EClinicalMedicine. 2023 Mar 20;58:101901. doi: 10.1016/j.eclinm.2023.101901. eCollection 2023 Apr.
The DATA study evaluated the use of two different durations of anastrozole in patients with hormone receptor-positive breast cancer who were disease-free after 2-3 years of tamoxifen. We hereby present the follow-up analysis, which was performed after all patients reached a minimum follow-up of 10 years beyond treatment divergence.
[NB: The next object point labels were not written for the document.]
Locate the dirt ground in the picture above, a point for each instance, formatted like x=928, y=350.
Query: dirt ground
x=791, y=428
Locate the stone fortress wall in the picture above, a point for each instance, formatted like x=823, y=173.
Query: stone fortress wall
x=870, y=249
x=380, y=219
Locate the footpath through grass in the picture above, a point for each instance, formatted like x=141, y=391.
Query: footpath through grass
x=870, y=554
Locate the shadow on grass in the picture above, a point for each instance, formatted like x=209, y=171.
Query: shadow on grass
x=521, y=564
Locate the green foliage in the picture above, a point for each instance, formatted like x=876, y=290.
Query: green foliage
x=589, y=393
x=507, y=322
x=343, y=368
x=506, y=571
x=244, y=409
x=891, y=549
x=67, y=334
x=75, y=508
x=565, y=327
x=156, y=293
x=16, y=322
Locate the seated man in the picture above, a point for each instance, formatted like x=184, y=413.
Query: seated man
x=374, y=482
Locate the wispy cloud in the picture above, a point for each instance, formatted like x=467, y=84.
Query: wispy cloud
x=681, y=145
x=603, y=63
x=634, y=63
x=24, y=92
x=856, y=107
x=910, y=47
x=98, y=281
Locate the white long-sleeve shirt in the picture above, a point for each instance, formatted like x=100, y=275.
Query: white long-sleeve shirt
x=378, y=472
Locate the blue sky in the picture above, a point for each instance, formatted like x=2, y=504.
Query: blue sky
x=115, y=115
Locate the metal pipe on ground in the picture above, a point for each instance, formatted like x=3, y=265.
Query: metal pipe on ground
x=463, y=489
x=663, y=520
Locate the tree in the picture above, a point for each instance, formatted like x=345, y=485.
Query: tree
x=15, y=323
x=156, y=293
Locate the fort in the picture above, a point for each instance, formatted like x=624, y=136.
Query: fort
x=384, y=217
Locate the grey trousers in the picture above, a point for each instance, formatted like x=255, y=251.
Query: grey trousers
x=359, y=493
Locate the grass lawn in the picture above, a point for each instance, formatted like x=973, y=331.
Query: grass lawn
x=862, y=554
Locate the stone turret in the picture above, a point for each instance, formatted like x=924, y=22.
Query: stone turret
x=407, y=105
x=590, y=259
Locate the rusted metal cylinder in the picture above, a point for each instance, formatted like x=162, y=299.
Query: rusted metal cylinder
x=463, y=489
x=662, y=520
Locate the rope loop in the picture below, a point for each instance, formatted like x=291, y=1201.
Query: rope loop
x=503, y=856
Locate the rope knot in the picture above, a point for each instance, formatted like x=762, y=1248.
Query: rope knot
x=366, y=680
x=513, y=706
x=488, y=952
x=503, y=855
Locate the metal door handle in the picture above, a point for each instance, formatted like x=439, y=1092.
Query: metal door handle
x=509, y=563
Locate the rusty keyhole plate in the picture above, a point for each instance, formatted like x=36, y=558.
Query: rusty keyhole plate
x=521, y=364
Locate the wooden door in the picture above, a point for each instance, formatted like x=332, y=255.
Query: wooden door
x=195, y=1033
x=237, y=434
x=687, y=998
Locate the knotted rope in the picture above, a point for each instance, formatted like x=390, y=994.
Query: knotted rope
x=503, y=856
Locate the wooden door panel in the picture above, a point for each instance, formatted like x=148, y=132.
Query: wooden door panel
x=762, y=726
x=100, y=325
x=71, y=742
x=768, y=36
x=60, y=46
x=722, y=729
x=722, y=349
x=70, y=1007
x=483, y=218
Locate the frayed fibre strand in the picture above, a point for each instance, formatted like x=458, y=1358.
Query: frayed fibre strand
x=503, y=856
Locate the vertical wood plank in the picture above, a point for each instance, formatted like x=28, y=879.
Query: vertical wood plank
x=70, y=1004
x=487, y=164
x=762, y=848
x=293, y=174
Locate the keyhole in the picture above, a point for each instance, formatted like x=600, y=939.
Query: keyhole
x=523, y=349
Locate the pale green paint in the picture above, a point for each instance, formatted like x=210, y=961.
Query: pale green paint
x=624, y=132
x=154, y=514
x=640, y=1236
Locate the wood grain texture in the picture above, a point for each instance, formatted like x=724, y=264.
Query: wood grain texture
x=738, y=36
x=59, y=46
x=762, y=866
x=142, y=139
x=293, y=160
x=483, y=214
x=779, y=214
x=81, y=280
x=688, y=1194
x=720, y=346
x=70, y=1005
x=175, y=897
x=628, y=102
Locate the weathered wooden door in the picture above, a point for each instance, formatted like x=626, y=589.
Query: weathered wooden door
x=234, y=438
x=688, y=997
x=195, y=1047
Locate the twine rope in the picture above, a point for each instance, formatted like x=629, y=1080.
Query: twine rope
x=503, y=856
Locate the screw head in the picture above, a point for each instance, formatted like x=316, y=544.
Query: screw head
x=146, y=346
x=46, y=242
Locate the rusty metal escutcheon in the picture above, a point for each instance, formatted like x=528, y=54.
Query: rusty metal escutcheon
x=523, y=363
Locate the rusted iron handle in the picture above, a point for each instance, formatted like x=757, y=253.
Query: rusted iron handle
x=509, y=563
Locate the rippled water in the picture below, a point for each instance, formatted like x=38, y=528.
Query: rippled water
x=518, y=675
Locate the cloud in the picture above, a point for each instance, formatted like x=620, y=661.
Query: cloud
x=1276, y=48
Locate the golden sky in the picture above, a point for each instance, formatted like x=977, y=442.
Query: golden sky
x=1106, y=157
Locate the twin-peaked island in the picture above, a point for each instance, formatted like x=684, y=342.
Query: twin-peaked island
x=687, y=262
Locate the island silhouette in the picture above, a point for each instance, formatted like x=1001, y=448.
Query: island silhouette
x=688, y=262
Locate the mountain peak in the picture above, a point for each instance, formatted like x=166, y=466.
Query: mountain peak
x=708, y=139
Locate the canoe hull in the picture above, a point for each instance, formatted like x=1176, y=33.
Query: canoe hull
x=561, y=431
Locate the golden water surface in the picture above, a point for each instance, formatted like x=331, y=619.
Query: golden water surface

The open-label, randomised, phase 3 DATA study was performed in 79 hospitals in the Netherlands (ClinicalTrials.gov, number NCT00301457). Postmenopausal women with hormone receptor-positive breast cancer who were disease-free after 2-3 years of adjuvant tamoxifen treatment were assigned to either 3 or 6 years of anastrozole (1 mg orally once a day). Randomisation (1:1) was stratified by hormone receptor status, nodal status, HER2 status, and prior tamoxifen duration. The primary outcome was adapted disease-free survival, defined as disease-free survival from 3 years after randomisation onwards. Adapted overall survival was assessed as a secondary outcome. Analyses were performed according to the intention-to-treat design.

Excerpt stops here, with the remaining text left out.